In my group at The Weather Company, speed is of the utmost importance. We serve traders in the energy markets, so getting our customers weather data faster enables them to in turn make decisions faster than their competitors on the trade floor.
One of our major products is plotting weather model data on maps from all the major global weather models. One of these is the Global Forecasting System (or GFS) model, run by the National Centers for Environmental Prediction (NCEP) within the United States government. NCEP offers GFS model data for download in a handful of different spatial resolutions. As a result of the speed requirements in our products, our site offers graphics produced with the lowest (that is, coarsest) resolution data since that data will be available and process significantly faster than the full resolution data. We also produce maps made with this full resolution data, though, so that clients can see the finer details of this weather model output.
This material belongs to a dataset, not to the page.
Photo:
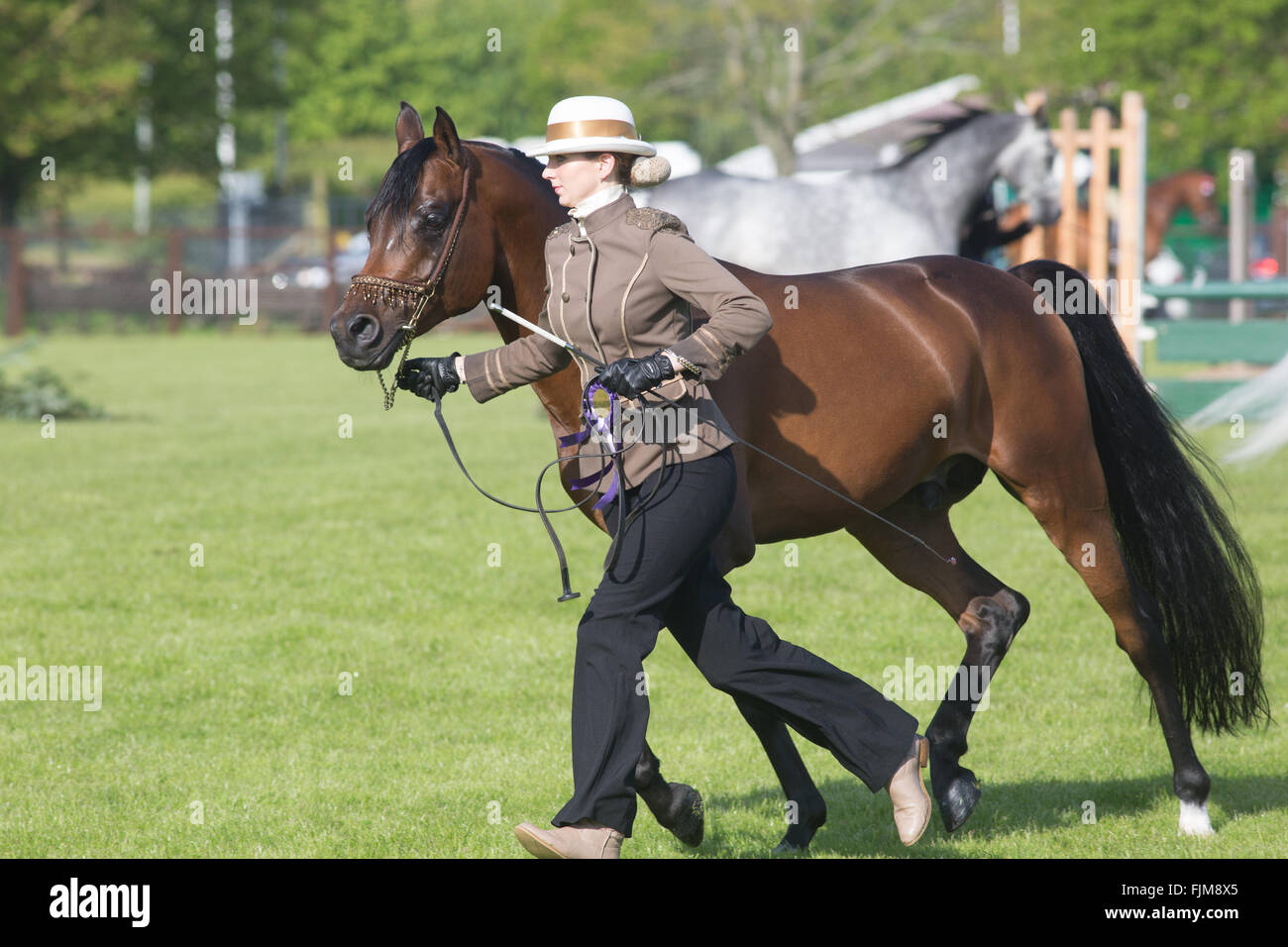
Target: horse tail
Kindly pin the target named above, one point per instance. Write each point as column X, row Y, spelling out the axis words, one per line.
column 1189, row 567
This background sets the stage for a situation I was tasked to explain earlier today. Hurricane Matthew is currently churning in the middle of the Caribbean Sea and is expected to make impact as a major hurricane to Jamaica and Cuba in a few days. I was asked about a situation where our graphics seemed to be showing two different centers to the Hurricane as it approached southeastern Cuba depending on the resolution used:
These graphics shade 1000-500mb Thickness values and contour Mean Sea Level Pressure (specifically at Forecast Hour 84 of Friday's 1200z run). You can see the lowest pressure of Hurricane Matthew is much more centered among the concentric isobars surrounding and is located just northwest of the eastern shore of Jamaica in the high resolution data, while the lowest pressure is much more "off center" and almost the entire length of Jamaica (about 200km) to the west in the low-resolution data.
My first thought when analyzing why there might be a difference in the plots was that we were plotting Mean Sea Level Pressure. MSLP is a derived field that corrects for terrain when measuring atmospheric pressure. Air pressure decreases as height increases (due to gravity), so the surface pressure at the top of a 6000 foot mountain will be significantly lower than the surface pressure along the ocean shore. By reducing surface pressure to MSLP, meteorologists can compare pressure readings anywhere on earth.
As it turns out, the reduction of surface pressure to MSLP was significant in the difference between the graphics, but indirectly, as the source grid (raw surface pressure) had significant differences between resolutions to begin with.
Below are the surface pressure fields (in hPa) from the 0.25° GRIB data (first image) and the 2.5° GRIB file (second image)
Many more contours (isobars) are present on the 0.25° image. On that image, you can see concentric circles of surface pressure isobars located over the water between Jamaica and Cuba that represents the center of Hurricane Matthew. However you also see even lower pressure in a tight gradient right along the southern coast of Cuba, and also towards the center of Jamaica. Why is that? Those "low pressure" minimums are due to topography.
As seen in this Google Maps topographic map, there are steep mountains right along the coast, the same spots where the lowest surface pressures were modeled. (Many of the peaks along that mountain ridge are 4000+ feet in elevation, or >1200 meters.) At a high resolution, where grid points are only 0.25° longitude (~28km) across, there's plenty of grid points to represent both this change in elevation and the tropical system offshore. On a 2.5 degree grid (where each grid point is ~275km wide and 275km tall), there are many fewer grid points that cover the same geographic area. As we see here, because of how tall the terrain is in southern Cuba, it actually has a dominating effect on the surface pressure field, so you end up with a stretched minimum isobar that essentially encircles the mountain range, while the tropical cyclone is essentially reduced to nothing.
As expected, when you then apply the reduction to mean sea level pressure, the high resolution MSLP data (first image below) neatly accounts for the terrain and forms concentric isobars only around Matthew. Meanwhile, while there is some correction to account for elevation when the low-resolution MSLP field is calculated, it is still significantly stretched and the lowest mean sea level pressure value is found around the single center of lowest surface pressure, which is not aligned with the center of Hurricane Matthew at all.
(In these plots, colored contours are again surface pressure, while the black contours are MSLP, both in hPa)
Hopefully this article may help you to understand the difference between surface pressure and Mean Sea Level Pressure, and some of the pitfalls that may arise when viewing or visualizing model data. It was an interesting and deeply analytical problem that had me snugly wearing my "meteorologist hat" this afternoon.